Наконец-то стемнело. Снаружи, за узким окошком ее каморки, повисла непроглядная темень. Луна не взошла, звезды скрывались за огромными черными тучами. Слава богам, выдалась очень темная ночь. Ларен прикончила еще одну миску похлебки, почти не разговаривая с Кливом. Она попросила только, чтобы он оставил ей корзину мягкого хлеба. Он послушался – вот дурак! Оторвав край простыни. Ларен завернула хлеб. Жаль, что нечем укрыться. Подумав, Ларен завернулась в разорванную простыню, поверх нее натянула свои лохмотья. Она вновь казалась мальчишкой – никто ничего не заподозрит. Тело у нее худое, груди маленькие, да она еще приплюснула их, туго перетянув простыней, короткие волосы торчат во все стороны. И к тому же Ларен так перемазалась, так скверно пахла, что никто даже не заинтересуется, какого она пола. От рези в спине Ларен пошатнулась и чуть не упала, но заставила свое сознание отключиться от боли, которая все никак не унималась и стиснула зубы, подавляя рвавшийся из груди стон.

Ларен убедилась, что дверь не заперта, в противном случае ей пришлось бы протискиваться в маленькое оконце. Словно призрачная тень, Ларен скользнула в узкий темный коридор. Ноги ее ступали по грубому деревянному полу, а не по утоптанной земле, головой она почти касалась ярко выбеленного потолка. Никакой мебели здесь не было. Ларей попыталась припомнить, как ее затащили в дом. Мысленно нарисовав план дома, она вышла к развилке коридора и свернула налево.
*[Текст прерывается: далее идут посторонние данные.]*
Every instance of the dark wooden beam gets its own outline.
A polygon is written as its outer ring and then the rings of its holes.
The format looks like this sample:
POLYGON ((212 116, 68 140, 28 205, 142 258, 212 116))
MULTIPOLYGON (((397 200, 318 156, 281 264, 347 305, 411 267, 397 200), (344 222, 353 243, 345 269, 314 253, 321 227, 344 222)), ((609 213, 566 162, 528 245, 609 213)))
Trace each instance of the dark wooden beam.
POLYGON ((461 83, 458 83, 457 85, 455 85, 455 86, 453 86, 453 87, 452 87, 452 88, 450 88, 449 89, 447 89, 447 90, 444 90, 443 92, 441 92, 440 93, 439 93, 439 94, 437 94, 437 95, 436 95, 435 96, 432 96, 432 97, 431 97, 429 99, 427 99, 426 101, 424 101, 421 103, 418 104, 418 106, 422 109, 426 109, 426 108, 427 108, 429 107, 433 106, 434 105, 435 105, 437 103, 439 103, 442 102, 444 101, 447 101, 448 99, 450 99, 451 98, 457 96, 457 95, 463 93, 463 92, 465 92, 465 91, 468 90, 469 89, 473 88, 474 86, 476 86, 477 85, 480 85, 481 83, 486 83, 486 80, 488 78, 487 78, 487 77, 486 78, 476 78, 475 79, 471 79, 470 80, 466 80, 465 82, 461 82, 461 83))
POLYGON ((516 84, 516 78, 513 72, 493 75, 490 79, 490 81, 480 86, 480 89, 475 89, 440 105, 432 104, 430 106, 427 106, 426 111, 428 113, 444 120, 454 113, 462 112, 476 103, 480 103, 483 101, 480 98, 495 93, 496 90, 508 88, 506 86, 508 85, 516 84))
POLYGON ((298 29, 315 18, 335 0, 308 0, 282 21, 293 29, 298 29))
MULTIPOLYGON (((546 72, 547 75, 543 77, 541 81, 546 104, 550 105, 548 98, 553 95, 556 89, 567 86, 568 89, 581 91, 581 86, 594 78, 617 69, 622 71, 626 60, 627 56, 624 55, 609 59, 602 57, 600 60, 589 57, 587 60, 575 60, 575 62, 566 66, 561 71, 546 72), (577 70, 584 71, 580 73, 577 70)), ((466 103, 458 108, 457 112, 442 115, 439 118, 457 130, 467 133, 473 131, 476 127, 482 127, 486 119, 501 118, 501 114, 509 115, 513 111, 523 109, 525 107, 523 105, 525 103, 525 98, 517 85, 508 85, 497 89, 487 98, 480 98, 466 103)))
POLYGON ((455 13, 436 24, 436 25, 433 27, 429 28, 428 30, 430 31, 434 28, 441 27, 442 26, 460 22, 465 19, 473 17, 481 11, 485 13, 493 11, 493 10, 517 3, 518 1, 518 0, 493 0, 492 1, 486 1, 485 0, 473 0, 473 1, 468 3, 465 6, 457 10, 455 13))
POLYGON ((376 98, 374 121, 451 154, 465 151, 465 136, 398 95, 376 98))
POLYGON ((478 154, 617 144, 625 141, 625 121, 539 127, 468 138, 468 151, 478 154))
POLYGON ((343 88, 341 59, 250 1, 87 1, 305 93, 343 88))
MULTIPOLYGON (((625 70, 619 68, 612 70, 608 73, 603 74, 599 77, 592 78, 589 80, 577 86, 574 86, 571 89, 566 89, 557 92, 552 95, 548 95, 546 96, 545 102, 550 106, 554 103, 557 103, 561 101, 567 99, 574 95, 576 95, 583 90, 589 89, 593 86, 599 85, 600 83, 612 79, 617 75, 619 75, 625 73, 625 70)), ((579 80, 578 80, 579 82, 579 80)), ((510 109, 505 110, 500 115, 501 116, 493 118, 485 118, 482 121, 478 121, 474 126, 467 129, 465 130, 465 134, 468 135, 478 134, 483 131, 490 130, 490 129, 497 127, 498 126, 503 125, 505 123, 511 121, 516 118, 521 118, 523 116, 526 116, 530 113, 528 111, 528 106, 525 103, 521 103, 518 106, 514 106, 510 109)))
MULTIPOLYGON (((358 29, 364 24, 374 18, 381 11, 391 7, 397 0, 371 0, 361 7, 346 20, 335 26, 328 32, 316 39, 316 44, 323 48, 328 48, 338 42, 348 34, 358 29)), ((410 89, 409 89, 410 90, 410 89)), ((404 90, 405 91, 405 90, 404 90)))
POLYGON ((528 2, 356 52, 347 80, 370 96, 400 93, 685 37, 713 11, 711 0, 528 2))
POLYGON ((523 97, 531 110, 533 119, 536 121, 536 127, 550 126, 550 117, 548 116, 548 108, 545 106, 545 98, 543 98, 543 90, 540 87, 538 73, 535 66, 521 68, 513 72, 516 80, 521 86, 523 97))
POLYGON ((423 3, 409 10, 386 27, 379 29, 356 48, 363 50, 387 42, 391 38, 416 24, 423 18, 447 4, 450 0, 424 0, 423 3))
Послышался разговор нескольких мужчин – конечно же, стражи! Ларен прижалась к стене, всхлипнув от боли, когда израненная спина соприкоснулась с шероховатой поверхностью. Сколько же их тут? Пол чуть слышно заскрипел под ее ногами.

– Что там такое?

– Как что? Это еда урчит, у тебя в брюхе, дурень, вот и все.
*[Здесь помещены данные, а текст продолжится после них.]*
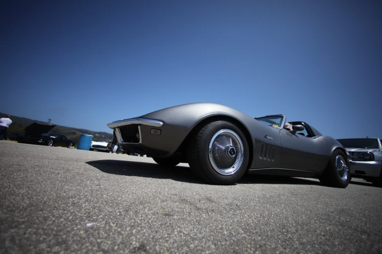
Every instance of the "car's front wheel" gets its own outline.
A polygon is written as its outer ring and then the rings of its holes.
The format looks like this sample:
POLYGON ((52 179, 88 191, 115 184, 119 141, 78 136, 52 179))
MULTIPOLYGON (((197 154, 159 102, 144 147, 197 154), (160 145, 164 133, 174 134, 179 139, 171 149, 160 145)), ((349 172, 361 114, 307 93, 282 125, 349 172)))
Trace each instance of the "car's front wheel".
POLYGON ((343 152, 338 149, 334 150, 319 179, 324 185, 337 188, 346 188, 349 185, 350 173, 343 152))
POLYGON ((173 167, 181 163, 180 160, 176 158, 153 157, 154 161, 164 167, 173 167))
POLYGON ((52 146, 53 145, 53 140, 49 139, 48 142, 46 142, 46 145, 48 146, 52 146))
POLYGON ((231 123, 218 121, 197 131, 187 148, 193 171, 214 184, 232 184, 240 179, 249 157, 248 143, 241 130, 231 123))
– Лучше я пойду погляжу. Ты же знаешь, каков Траско.

Ларен забыла о боли в спине. Она замерла неподвижно, точно камень. В коридоре показалась тень. Ларен не двигалась, не дышала. Тень двинулась в ее сторону, потом остановилась, человек прислушивался. Приятель вновь окликнул стража:

– Вот видишь, я же говорил, там никого нет.

Угомонись, выпей-ка лучше, а не то передай брагу мне. Нет там никого и никогда не было.

В ответ послышалось урчание, затем бдительный страж удовлетворенно рыгнул. Товарищ его весело расхохотался. Ларен осторожно перевела дыхание. Она продолжала стоять неподвижно, выжидая, потом тихо-тихо двинулась вперед, скользя вдоль стены и, всякий раз, когда коридор разветвлялся, сворачивая направо. Вновь до нее донеслись голоса, на этот раз множество голосов, среди них, как показалось Ларен, она различила и подвизгивание Траско. Значит, она перебралась к столовой – где же еще быть этому прожорливому варвару?! Наконец Ларен натолкнулась на узкую дверь, повернула железную ручку и очутилась в вонючем переулке. Здесь пахло мочой и отбросами. Ларен подивилась, почему Траско, владелец такого чистенького дома, развел грязь перед своим крыльцом. Впрочем, какая разница – ей удалось ускользнуть! Ларен готова была кричать от счастья. Она глубоко вздохнула от облегчения и тут же согнулась от боли, которую причинил этот вздох. С минуту она постояла, не двигаясь с места, пытаясь прийти в себя. Спина горела, в ранах остро билась кровь. Ей показалось, будто рубаха вновь стала влажной, и Ларен подумала, что рубцы от ударов раскрылись и опять начали кровоточить.